The county already conducted a hand count audit of the November election that verified their equipment counted ballots flawlessly. Elections Director Scott Jarrett said the new forensic audit, which goes beyond the legally required reviews of the election, will examine Dominion Voting Systems equipment and software.
Jarrett predicted the results will prove what he says the county already knows to be true: That election equipment used in 2020 wasn’t hacked, isn’t connected to the internet and wasn’t subjected to malicious software, among other rumors and false allegations.
“I am confident. I know that information, those rumors are not true,” Jarrett told the board. “But there are a certain number of people, I think a good number of people in our community, that do have distrust, they’ve heard those rumors, and they don’t know what to believe.”
Republican Supervisor Steve Chucri said misinformation is so persistent that it no longer matters why so many people doubt the election results — what matters, he said, is addressing the community’s concerns.
“This isn’t an issue of being to the far left. This isn’t an issue of being to the far right. My mother is not politically engaged and she questioned this equipment,” Chucri said.
Democratic Supervisor Steve Gallardo disagreed.
The root cause of those doubts are Republican officials who aren’t happy with Democratic wins in Arizona, he said.
“And to be honest, that’s quite normal in the world of elections. Folks that are not happy with the results generally do complain.
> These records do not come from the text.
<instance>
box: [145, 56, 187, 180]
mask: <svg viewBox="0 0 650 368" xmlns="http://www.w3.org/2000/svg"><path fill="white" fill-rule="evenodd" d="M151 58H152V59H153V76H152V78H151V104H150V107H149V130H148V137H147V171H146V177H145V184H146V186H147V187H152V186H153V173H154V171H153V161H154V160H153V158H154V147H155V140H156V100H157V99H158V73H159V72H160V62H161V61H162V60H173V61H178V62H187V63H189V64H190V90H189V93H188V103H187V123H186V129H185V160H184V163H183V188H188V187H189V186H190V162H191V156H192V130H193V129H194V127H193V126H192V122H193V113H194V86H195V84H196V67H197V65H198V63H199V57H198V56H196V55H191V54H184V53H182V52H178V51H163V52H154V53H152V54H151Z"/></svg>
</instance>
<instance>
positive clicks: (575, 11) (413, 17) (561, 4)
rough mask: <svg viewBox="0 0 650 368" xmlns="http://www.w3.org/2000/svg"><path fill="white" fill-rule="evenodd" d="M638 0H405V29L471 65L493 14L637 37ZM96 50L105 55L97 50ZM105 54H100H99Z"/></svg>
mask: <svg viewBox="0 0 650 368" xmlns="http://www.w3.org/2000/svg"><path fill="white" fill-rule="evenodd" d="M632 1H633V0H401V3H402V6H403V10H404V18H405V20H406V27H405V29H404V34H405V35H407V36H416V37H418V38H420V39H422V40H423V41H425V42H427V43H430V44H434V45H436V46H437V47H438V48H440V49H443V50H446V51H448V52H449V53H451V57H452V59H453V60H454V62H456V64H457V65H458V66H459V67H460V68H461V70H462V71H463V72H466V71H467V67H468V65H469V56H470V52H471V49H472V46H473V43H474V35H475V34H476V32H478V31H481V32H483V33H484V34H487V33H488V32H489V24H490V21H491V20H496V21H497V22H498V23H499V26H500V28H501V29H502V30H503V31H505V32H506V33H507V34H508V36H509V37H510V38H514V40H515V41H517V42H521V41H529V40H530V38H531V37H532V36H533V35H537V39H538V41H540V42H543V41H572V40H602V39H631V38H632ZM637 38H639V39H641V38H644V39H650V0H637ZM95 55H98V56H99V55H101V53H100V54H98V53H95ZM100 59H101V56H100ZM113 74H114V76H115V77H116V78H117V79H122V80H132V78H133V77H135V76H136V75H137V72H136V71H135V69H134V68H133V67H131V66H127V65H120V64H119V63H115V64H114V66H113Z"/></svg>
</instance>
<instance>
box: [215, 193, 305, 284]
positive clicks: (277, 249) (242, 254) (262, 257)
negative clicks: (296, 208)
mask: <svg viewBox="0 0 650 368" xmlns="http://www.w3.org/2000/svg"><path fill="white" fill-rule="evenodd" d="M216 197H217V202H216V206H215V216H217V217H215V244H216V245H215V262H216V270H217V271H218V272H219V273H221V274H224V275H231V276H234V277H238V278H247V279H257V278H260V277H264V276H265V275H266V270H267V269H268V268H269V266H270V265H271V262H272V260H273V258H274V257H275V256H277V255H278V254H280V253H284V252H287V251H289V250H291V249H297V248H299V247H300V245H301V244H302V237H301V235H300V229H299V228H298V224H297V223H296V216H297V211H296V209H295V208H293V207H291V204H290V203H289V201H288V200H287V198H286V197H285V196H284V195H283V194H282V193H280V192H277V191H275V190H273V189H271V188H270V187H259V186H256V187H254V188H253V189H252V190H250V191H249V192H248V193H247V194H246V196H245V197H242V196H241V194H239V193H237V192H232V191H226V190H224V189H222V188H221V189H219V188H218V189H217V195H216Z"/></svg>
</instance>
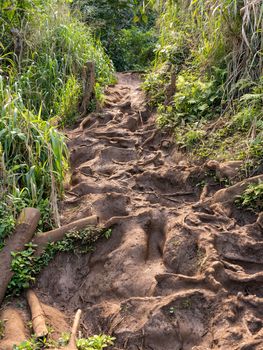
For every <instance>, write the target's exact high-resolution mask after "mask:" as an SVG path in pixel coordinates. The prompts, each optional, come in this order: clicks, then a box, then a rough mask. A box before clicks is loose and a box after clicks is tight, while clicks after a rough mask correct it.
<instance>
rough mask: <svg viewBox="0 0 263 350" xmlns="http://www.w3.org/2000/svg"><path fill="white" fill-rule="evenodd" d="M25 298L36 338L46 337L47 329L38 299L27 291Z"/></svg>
mask: <svg viewBox="0 0 263 350" xmlns="http://www.w3.org/2000/svg"><path fill="white" fill-rule="evenodd" d="M26 298H27V302H28V305H29V307H30V311H31V319H32V326H33V330H34V334H35V336H36V337H37V338H42V337H45V336H47V335H48V329H47V326H46V322H45V315H44V312H43V309H42V306H41V303H40V301H39V300H38V297H37V296H36V294H35V293H34V292H33V290H31V289H29V290H28V291H27V293H26Z"/></svg>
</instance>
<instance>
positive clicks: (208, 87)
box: [158, 73, 222, 127]
mask: <svg viewBox="0 0 263 350" xmlns="http://www.w3.org/2000/svg"><path fill="white" fill-rule="evenodd" d="M176 87H177V92H176V93H175V95H174V98H173V102H172V104H171V105H169V106H168V107H166V106H160V107H159V117H158V123H159V125H160V126H171V127H174V126H176V125H178V124H180V123H183V124H187V123H191V122H195V121H198V120H202V119H212V118H214V117H215V116H216V115H218V114H219V113H220V103H221V98H220V97H221V95H222V93H221V92H220V86H218V83H217V81H216V80H204V79H203V80H201V79H197V78H196V77H194V76H191V75H187V73H185V74H184V75H180V76H178V78H177V86H176Z"/></svg>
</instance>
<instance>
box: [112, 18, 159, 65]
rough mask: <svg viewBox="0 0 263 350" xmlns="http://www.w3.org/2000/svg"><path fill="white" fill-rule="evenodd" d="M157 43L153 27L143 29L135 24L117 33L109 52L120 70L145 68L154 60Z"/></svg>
mask: <svg viewBox="0 0 263 350" xmlns="http://www.w3.org/2000/svg"><path fill="white" fill-rule="evenodd" d="M155 43H156V34H155V31H154V30H153V29H150V30H143V29H141V28H138V27H136V26H134V25H133V26H132V27H131V28H128V29H122V30H120V31H118V33H116V36H115V38H114V42H113V43H112V45H111V46H110V47H109V49H108V51H107V52H108V53H109V55H110V56H111V57H112V58H113V62H114V64H115V66H116V68H117V69H118V70H119V71H127V70H143V69H145V68H146V67H147V66H149V65H150V63H151V62H152V61H153V58H154V52H153V50H154V47H155Z"/></svg>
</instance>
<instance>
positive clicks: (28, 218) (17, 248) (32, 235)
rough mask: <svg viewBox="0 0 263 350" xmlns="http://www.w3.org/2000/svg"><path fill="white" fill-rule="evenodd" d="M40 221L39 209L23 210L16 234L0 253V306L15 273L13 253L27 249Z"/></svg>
mask: <svg viewBox="0 0 263 350" xmlns="http://www.w3.org/2000/svg"><path fill="white" fill-rule="evenodd" d="M39 219H40V212H39V210H38V209H35V208H25V209H23V210H22V212H21V214H20V216H19V218H18V220H17V225H16V229H15V232H14V233H13V234H12V236H11V237H10V238H9V239H8V240H7V243H6V245H5V247H4V248H3V249H2V251H1V252H0V265H1V274H0V305H1V303H2V301H3V299H4V296H5V292H6V289H7V286H8V283H9V282H10V280H11V278H12V276H13V271H12V270H11V263H12V255H11V252H14V253H17V252H20V251H22V250H23V249H24V248H25V244H27V243H29V242H30V241H31V239H32V237H33V235H34V233H35V231H36V228H37V225H38V222H39Z"/></svg>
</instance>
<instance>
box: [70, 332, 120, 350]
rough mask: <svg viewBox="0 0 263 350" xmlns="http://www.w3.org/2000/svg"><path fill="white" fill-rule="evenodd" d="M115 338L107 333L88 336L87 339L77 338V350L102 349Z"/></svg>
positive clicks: (112, 342) (112, 344) (111, 343)
mask: <svg viewBox="0 0 263 350" xmlns="http://www.w3.org/2000/svg"><path fill="white" fill-rule="evenodd" d="M114 340H115V338H113V337H110V336H108V335H104V334H100V335H94V336H92V337H89V338H88V339H83V338H82V339H78V340H77V348H78V350H103V349H104V348H106V347H108V346H110V345H113V344H114V343H113V341H114Z"/></svg>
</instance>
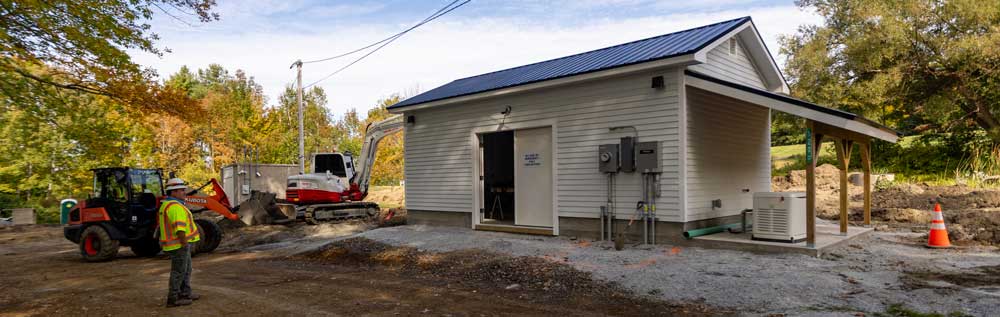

This year they took it a step further,” Gallardo said.
Gallardo said he knows that yet another audit won’t convince some doubters -- in particular, some Republicans -- that the election was fair and secure.
To that point, a handful of Republican senators have already said they won’t be satisfied with the county’s forensic audit.
"The Senate is moving forward with our own audit," said Sen. Kelly Townsend (R-Mesa), one of the Arizona legislators who has expressed doubt about the reported election returns.
And Sen. Warren Petersen (R-Gilbert) said the Senate still intends to do its own examination.
Senate Republicans have issued two subpoenas seeking a host of voting records and their own forensic audit of Maricopa County’s election, but remain deadlocked in negotiations with county attorneys over access to certain records and voting equipment.
Senate President Karen Fann, however, said it's yet to be determined whether the Senate will do its own review. She wants to see exactly what the supervisors approve and the extent of the proposed audit.
"I'm waiting for a copy of that so I can see if that scope is everything that we were looking for," Fann told Capitol Media Services.
"And if it is, great," she said. "And if it's not, we'll have to have a conversation about what do we need to do to make sure we can truly put this thing to bed and answer all of these questions that so many of our constituents have."
Gallardo accused Republican legislators of an ulterior motive — questioning the election’s integrity to support dozens of bills that Gallardo said would suppress votes in future elections.
“That’s what this is about. They need to use our election as justification for the bills that they are introducing right now. That’s what they are,” Gallardo said of Republican lawmakers. “They don’t like who’s voting, so let’s make it more difficult for them to vote.”
“Anyone who doesn’t look like them or think like them, they don’t want them to vote,” he added.